Max, you need to downgrade llvm too. Just install llvm from the same date as your mesa.
This should be a duplicate of my bug here:
SHort story: THe blank screen crash (and rare recover) usually happens for me is triggered by Chromium, VLC, and OpenGL games opened when Chromium or VLC are opened. Also rarely on game start ups in general it seems. I believe it's a bug in Mesa, no clue where, but the apps that trigger it all should be pushing data to the GPU, so I'd imagine it's a fault in that pipe/allocation.
Although this issue is older than #81644, the latter contains way more information. Closing this one.
*** This bug has been marked as a duplicate of bug 81644 ***
Because #81644 turns out be a catch-all bug, I'm reopening this one.
Is this issue still happening on current Mesa git?
Well, I don't know! I just updated my rock-solid set of packages that has always been super stable. Let's see if I encounter this problem again.
lib32-llvm: (3.4.1-1 => 3.6.2-1)
lib32-llvm-libs: (3.4.1-1 => 3.6.2-1)
lib32-mesa: (10.1.4-1 => 10.6.3-1)
lib32-mesa-libgl: (10.1.4-1 => 10.6.3-1)
llvm: (3.4.1-2 => 3.6.2-2)
llvm-libs: (3.4.1-2 => 3.6.2-2)
mesa: (10.1.4-1 => 10.6.3-1)
mesa-libgl: (10.1.4-1 => 10.6.3-1)
xf86-input-keyboard: (1.8.0-3 => 1.8.1-1)
xf86-input-vmmouse: (13.0.0-5 => 13.1.0-1)
xf86-input-void: (1.4.0-7 => 1.4.1-1)
xf86-video-ark: (0.7.5-5 => 0.7.5-6)
xf86-video-ati: (1:7.4.0-3 => 1:7.5.0-2)
xf86-video-dummy: (0.3.7-3 => 0.3.7-4)
xf86-video-fbdev: (0.4.4-3 => 0.4.4-4)
xf86-video-glint: (1.2.8-5 => 1.2.8-6)
xf86-video-i128: (1.3.6-5 => 1.3.6-6)
xf86-video-mach64: (6.9.4-4 => 6.9.5-1)
xf86-video-neomagic: (1.2.8-3 => 1.2.9-1)
xf86-video-nv: (2.1.20-5 => 2.1.20-6)
xf86-video-openchrome: (0.3.3-4 => 0.3.3-5)
xf86-video-r128: (6.9.2-3 => 6.10.0-1)
xf86-video-savage: (2.3.7-3 => 2.3.8-1)
xf86-video-siliconmotion: (1.7.7-5 => 1.7.8-1)
xf86-video-sis: (0.10.7-6 => 0.10.7-7)
xf86-video-tdfx: (1.4.5-5 => 1.4.5-6)
xf86-video-trident: (1.3.6-6 => 1.3.7-1)
xf86-video-vesa: (2.3.2-5 => 2.3.4-1)
xf86-video-vmware: (13.1.0-1 => 13.1.0-2)

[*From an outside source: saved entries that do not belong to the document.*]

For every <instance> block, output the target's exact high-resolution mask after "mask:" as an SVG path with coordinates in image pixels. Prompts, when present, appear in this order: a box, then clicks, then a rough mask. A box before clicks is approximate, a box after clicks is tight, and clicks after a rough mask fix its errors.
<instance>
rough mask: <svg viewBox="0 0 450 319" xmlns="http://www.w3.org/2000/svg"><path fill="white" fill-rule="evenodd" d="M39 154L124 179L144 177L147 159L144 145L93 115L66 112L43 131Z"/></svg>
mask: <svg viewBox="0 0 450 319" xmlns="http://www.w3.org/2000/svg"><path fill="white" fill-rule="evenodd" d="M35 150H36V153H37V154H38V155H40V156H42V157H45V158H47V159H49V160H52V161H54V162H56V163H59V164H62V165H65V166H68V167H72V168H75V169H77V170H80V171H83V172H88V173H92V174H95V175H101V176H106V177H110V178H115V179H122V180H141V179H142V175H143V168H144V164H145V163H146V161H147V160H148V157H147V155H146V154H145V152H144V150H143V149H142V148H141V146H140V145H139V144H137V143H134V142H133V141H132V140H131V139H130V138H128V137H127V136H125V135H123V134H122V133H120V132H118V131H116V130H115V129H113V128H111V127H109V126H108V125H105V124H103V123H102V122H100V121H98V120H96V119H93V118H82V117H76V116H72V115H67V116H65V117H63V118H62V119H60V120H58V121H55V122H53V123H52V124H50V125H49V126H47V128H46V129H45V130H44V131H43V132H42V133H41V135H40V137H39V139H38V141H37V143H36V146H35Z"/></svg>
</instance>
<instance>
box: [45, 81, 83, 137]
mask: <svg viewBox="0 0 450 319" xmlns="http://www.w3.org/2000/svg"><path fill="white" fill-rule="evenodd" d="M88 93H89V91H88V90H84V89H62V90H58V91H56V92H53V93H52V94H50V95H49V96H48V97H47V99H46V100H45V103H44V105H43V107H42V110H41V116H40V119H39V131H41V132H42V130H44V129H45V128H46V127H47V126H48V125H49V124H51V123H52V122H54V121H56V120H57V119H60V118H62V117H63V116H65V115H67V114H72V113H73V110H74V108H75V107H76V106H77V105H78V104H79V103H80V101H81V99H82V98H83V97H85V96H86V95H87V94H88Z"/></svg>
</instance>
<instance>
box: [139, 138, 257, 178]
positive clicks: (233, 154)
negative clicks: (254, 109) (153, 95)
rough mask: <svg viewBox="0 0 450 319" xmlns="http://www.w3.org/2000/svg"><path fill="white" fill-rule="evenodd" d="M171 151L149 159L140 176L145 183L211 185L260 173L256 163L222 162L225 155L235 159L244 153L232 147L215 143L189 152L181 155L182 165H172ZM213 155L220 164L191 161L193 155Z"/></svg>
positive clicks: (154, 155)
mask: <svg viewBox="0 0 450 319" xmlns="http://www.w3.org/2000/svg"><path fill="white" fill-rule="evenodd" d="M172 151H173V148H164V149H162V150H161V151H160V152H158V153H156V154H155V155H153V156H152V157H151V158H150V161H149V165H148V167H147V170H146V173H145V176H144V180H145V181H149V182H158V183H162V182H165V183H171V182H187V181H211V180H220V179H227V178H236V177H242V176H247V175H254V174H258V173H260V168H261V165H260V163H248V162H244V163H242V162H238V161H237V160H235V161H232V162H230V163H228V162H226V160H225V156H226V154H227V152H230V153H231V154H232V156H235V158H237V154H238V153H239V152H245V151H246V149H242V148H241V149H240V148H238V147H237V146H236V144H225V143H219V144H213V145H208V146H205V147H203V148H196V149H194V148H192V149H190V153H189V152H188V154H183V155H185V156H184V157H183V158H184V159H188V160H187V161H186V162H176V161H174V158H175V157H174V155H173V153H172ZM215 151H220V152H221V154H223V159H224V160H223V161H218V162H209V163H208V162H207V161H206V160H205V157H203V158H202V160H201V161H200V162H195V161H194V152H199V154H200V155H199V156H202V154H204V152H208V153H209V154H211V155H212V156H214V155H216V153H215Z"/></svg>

xf86-video-voodoo: (1.2.5-5 => 1.2.5-6)
xorg-server: (1.16.4-1 => 1.17.2-4)
xorg-server-common: (1.16.4-1 => 1.17.2-4)
xorg-server-devel: (1.16.4-1 => 1.17.2-4)
Well, so far so good! Haven't had any lock-up today. I'll keep testing. If nothing happens by the end of the week I'll close the ticket. Thanks.
Assuming fixed per comment 31, otherwise please reopen.